Smotrich s’oppose aussi aux initiatives visant à intégrer un plus grand nombre de femmes dans les unités militaires de combat.
Les analystes ont noté que le président de Yisrael Beytenu, Avigdor Liberman, était aussi considéré comme un partisan de la ligne dure qui avait finalement renoncé à faire appliquer un grand nombre de ses propositions les plus radicales quand il avait pris le poste de ministre de la Défense. Toutefois, les motivations de Smotrich semblent bien plus fortes que celles de Liberman qui s’aligne davantage dorénavant sur le bloc de partis politiques qui soutiennent une solution à deux États.

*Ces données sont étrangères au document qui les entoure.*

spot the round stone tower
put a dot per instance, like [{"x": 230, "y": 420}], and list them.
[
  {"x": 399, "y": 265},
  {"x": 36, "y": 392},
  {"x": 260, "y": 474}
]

Smotrich s’est aussi qualifié « d’homophobe fier de l’être » et il avait organisé une « marche des animaux » pour protester contre la marche des fiertés, à Jérusalem – il a depuis exprimé ses regrets pour avoir adopté de tels positionnements. Il a aussi qualifié le Judaïsme réformé – le Judaïsme pratiqué par la majorité des Juifs américains – de « fausse religion ».
La Douzième chaîne a diffusé, vendredi, un sondage qui a révélé que seulement 8 % des Israéliens désiraient que Smotrich devienne ministre de la Défense, contre 29 % qui ont indiqué préférer que Gallant ou Yossi Cohen soient nommés au poste, les deux hommes arrivant à égalité.
La Douzième chaîne n’a pas précisé le nombre de citoyens interrogés et elle n’a pas fait part de la méthodologie employée ou de sa marge d’erreur.
La chaîne a aussi dit – même si elle n’a pas cité ses sources – que Netanyahu réfléchissait aussi à désigner Deri à la Défense, le chef du Likud considérant que le président du Shas est un homme expérimenté et avisé.
Selon un reportage diffusé par la Treizième chaîne et qui n’a pas cité ses sources, il est toutefois improbable que Smotrich obtienne ce portefeuille et il aurait demandé à être nommé ministre des Finances s’il devait être écarté de la Défense.